Although Jeske doesn’t entirely discount the long-term performance potential of small-cap and value equities, he is cautious regarding their real-life implications—particularly for retirees and those nearing retirement who are withdrawing from their investments.

##### Key Insights from Jeske:
– **Sequence of Return Risk (SORR)**: The heightened volatility of small-cap stocks can pose significant risks during the initial years of retirement, where subpar returns can have lasting negative effects on a portfolio.
– **Increased Drawdown Risks**: Jeske highlights that small-cap stocks often experience steeper declines during market downturns and take more time to recover compared to large-cap stocks or diversified indexes.
– **More Conservative Glide Paths**: For individuals adopting FIRE principles or those close to retirement, Jeske suggests a more conservative allocation, which may heavily favor large-cap blends, bonds, or even cash in the short term.

#### Sample Portfolio (Jeske-style for early retirees):

– Glide Path Allocation:
– Initial Portfolio: 60% Equities, 40% Bonds/Cash
– Strong emphasis on large-cap U.S. index funds (e.g., S&P 500)
– Minimal or no small-cap exposure early in retirement
– Gradual increase in equity allocation as retirement progresses, deviating from conventional glide paths

### Balancing Performance and Risk: The Dichotomy of Two Metrics

While Merriman is optimistic about small-cap and value investments from a long-term perspective, Jeske offers a meticulous examination of portfolio drawdowns and sequence risks. For instance:

– From 2000 to 2010, small-cap value assets performed better than the S&P 500, corroborating Merriman’s approach.
– However, during the 2008 Global Financial Crisis, small-cap indices faced more severe losses, which underscores Jeske’s reservations about such allocations for retirees.
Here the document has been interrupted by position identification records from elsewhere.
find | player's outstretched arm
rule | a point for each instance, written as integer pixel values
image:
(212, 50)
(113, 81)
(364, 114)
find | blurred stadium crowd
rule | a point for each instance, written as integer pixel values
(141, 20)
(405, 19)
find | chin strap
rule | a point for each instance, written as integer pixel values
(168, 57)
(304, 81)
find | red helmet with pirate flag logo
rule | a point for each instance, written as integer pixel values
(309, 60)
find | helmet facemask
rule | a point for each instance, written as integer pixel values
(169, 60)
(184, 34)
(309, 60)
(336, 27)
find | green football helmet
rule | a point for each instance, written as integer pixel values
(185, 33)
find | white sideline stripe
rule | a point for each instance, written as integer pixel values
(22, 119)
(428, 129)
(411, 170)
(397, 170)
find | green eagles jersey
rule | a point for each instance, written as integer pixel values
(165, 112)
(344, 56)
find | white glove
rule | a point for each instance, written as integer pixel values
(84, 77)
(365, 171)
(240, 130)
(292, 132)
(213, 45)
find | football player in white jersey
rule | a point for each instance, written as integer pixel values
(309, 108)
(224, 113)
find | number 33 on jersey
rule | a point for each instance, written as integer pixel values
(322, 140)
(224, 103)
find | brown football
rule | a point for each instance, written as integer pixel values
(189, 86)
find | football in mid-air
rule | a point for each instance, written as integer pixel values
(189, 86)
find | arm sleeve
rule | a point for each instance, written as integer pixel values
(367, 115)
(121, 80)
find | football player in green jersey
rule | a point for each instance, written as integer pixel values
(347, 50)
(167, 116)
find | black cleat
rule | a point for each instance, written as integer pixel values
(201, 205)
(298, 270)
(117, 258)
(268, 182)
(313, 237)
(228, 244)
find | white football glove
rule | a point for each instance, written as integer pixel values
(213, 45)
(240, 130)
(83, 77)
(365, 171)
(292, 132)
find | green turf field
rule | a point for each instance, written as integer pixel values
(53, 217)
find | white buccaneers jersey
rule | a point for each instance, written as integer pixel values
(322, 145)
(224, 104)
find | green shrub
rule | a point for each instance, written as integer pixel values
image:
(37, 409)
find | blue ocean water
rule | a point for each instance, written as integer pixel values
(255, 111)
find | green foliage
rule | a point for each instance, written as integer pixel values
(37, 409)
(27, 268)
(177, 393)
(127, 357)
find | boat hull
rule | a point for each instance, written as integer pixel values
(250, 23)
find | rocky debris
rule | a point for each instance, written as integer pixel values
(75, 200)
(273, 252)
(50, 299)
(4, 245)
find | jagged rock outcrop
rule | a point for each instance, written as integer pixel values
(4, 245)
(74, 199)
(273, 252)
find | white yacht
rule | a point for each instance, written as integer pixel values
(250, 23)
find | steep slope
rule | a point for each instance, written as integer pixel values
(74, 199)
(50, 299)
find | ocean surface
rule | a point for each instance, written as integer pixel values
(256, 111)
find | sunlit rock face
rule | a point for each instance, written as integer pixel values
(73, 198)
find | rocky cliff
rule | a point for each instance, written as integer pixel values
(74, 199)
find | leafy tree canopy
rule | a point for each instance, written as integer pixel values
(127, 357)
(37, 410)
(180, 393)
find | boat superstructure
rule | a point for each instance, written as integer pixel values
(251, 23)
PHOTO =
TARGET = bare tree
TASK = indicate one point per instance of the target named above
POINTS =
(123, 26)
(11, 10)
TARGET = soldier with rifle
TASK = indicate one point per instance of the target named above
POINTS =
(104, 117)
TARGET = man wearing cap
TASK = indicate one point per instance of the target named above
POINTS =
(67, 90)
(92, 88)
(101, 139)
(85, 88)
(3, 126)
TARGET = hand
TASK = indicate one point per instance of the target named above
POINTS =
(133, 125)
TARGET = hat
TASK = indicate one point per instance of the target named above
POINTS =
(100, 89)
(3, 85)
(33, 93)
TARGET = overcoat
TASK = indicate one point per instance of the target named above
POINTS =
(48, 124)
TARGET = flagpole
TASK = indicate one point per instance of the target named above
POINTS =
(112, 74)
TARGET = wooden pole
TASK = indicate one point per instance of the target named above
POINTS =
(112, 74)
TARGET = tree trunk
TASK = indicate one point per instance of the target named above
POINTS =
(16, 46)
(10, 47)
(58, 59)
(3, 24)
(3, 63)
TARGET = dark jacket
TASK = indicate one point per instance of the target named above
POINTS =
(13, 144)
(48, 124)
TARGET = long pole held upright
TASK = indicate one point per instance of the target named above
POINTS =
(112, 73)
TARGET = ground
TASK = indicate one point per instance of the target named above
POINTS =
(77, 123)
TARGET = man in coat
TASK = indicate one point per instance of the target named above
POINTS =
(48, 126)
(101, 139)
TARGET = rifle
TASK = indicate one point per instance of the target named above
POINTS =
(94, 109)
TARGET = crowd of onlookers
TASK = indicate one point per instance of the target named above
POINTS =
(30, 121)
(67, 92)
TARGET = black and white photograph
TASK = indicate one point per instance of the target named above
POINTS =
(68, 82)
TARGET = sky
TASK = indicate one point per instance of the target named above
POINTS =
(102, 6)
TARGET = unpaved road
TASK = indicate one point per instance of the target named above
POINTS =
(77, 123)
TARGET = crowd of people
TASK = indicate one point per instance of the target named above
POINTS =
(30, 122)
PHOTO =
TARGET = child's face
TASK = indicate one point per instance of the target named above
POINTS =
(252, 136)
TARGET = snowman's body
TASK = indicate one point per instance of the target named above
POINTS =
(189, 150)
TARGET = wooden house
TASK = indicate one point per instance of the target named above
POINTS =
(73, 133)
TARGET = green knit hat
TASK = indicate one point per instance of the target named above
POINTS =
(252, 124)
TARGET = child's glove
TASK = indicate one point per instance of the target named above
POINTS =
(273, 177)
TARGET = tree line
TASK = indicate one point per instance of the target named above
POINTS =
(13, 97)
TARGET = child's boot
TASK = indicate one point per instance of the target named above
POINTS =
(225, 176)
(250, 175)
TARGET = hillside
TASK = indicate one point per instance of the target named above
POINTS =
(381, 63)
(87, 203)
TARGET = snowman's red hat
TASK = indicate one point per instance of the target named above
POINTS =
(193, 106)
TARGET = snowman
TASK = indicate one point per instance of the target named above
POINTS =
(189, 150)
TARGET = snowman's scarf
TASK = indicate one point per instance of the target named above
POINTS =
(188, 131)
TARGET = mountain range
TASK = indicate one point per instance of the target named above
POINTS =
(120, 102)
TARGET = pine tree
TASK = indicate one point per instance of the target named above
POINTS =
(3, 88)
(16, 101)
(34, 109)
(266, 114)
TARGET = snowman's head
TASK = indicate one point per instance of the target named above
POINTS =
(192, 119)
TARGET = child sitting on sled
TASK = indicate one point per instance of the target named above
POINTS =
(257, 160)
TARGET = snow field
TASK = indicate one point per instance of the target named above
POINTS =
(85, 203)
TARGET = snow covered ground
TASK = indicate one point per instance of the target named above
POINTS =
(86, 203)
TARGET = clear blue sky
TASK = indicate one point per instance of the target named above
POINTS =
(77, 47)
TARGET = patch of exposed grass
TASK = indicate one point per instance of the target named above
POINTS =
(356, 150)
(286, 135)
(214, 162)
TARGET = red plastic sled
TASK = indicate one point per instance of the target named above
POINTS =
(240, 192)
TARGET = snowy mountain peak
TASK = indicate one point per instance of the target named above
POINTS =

### Tax Efficiency and Practical Considerations

Merriman’s strategy may present complexities for the typical DIY investor. It requires access to targeted asset classes through low-cost index funds or ETFs and may necessitate rebalancing across more than 10 funds, potentially resulting in tax implications in taxable accounts.

Conversely, Jeske generally prefers simplicity and tax efficiency, leaning toward more straightforward strategies.